Catalytic hydrogen production and chemistry on transition metals.

摘要

Density Functional Theory (DFT) calculations serve as a useful tool to understand the atomic and molecular structure and properties, as well as chemical reactivity on well-defined solid surfaces. They help to elucidate the mechanisms of complex chemical transformations and also to identify new reaction intermediates. Recently, these calculations have also started to play an important role in the design of new and improved heterogeneous catalysts. However, to bridge the temperature and pressure gaps that exist between theoretical surface science and real world catalysis, a microkinetic model is needed.; First, the key concepts in DFT calculations and microkinetic modeling are introduced in this thesis. Then, the approach of combining DFT calculations with experiments and microkinetic modeling to gain a better understanding of surface chemistry and catalysis is applied to a number of reactions.

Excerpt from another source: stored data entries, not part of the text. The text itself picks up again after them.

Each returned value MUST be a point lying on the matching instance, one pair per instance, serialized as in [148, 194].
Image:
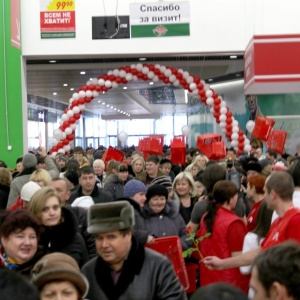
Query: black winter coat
[65, 238]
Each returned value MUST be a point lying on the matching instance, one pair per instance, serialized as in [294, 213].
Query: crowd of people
[78, 226]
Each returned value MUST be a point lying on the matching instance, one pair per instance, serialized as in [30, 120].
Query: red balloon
[70, 137]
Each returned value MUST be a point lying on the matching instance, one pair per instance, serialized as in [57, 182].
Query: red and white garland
[84, 95]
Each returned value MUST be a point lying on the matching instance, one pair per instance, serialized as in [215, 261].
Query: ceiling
[45, 78]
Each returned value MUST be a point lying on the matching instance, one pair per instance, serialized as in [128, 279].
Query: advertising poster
[57, 19]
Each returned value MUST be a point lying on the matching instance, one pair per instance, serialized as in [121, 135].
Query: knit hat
[156, 189]
[56, 267]
[164, 180]
[72, 176]
[28, 190]
[111, 216]
[133, 187]
[84, 201]
[29, 161]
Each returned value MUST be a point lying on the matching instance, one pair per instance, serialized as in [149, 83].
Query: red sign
[272, 65]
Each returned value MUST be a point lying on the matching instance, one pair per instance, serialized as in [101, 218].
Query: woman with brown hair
[60, 226]
[227, 232]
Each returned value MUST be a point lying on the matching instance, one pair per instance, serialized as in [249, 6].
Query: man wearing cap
[124, 269]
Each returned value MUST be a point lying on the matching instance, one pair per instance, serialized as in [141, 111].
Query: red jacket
[217, 245]
[279, 231]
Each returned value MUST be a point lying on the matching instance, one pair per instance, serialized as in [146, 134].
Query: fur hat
[110, 216]
[29, 161]
[84, 201]
[133, 187]
[156, 189]
[59, 266]
[164, 180]
[28, 190]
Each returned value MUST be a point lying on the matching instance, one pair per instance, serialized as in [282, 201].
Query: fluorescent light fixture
[227, 84]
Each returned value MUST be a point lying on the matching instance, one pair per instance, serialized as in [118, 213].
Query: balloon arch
[85, 94]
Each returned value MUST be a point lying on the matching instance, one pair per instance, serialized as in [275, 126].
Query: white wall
[215, 26]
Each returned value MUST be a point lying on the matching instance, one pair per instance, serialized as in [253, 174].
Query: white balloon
[61, 150]
[68, 131]
[76, 109]
[64, 117]
[81, 107]
[89, 93]
[73, 126]
[185, 130]
[82, 94]
[75, 96]
[122, 136]
[101, 82]
[193, 86]
[223, 110]
[235, 136]
[67, 148]
[250, 125]
[57, 134]
[107, 83]
[145, 70]
[70, 113]
[209, 101]
[235, 128]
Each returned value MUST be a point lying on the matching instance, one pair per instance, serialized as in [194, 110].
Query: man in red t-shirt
[279, 188]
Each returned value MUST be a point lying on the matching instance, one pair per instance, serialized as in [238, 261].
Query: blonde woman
[41, 177]
[60, 226]
[184, 186]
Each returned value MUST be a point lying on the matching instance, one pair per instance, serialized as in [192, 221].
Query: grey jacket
[167, 223]
[145, 275]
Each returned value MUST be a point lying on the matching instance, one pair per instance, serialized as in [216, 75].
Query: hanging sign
[57, 19]
[160, 19]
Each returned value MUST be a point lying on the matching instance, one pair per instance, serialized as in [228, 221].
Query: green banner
[160, 30]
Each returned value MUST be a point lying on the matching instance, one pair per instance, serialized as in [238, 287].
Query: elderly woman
[161, 215]
[227, 232]
[58, 276]
[41, 177]
[60, 225]
[184, 187]
[19, 233]
[99, 166]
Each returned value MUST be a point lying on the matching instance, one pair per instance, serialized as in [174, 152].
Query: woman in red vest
[227, 235]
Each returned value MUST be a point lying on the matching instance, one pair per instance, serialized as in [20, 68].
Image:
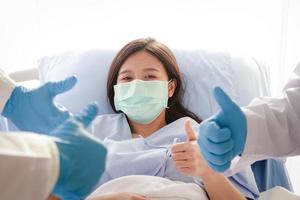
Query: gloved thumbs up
[189, 131]
[223, 136]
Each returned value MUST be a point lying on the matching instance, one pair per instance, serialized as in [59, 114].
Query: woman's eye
[150, 77]
[126, 78]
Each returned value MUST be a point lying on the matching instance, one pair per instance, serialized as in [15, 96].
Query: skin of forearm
[218, 187]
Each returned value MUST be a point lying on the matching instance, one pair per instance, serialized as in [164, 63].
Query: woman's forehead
[142, 61]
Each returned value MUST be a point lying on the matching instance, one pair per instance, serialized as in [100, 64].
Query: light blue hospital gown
[151, 155]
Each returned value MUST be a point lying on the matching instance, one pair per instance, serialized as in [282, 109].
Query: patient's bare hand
[187, 155]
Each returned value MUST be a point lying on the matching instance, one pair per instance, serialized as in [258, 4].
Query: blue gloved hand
[34, 110]
[223, 136]
[82, 156]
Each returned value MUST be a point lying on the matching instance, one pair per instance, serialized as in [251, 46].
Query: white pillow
[201, 70]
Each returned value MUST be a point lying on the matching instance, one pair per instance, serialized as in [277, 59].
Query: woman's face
[144, 66]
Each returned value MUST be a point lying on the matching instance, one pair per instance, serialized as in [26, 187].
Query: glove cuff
[7, 85]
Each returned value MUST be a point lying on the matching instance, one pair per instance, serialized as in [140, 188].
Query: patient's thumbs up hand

Many of these reactions are related to the catalytic production and purification of hydrogen for fuel cells, for example, the decomposition of oxygenates like methanol, ethanol, ethylene glycol; the low temperature water gas shift reaction on supported gold catalysts and on iron promoted Pt and Pd catalysts; and the preferential oxidation of carbon monoxide in the presence of excess H 2. Finally, the use of DFT calculations for rational catalyst design is elucidated by identifying promising bimetallic catalysts that exhibit enhanced hydrogen uptake properties.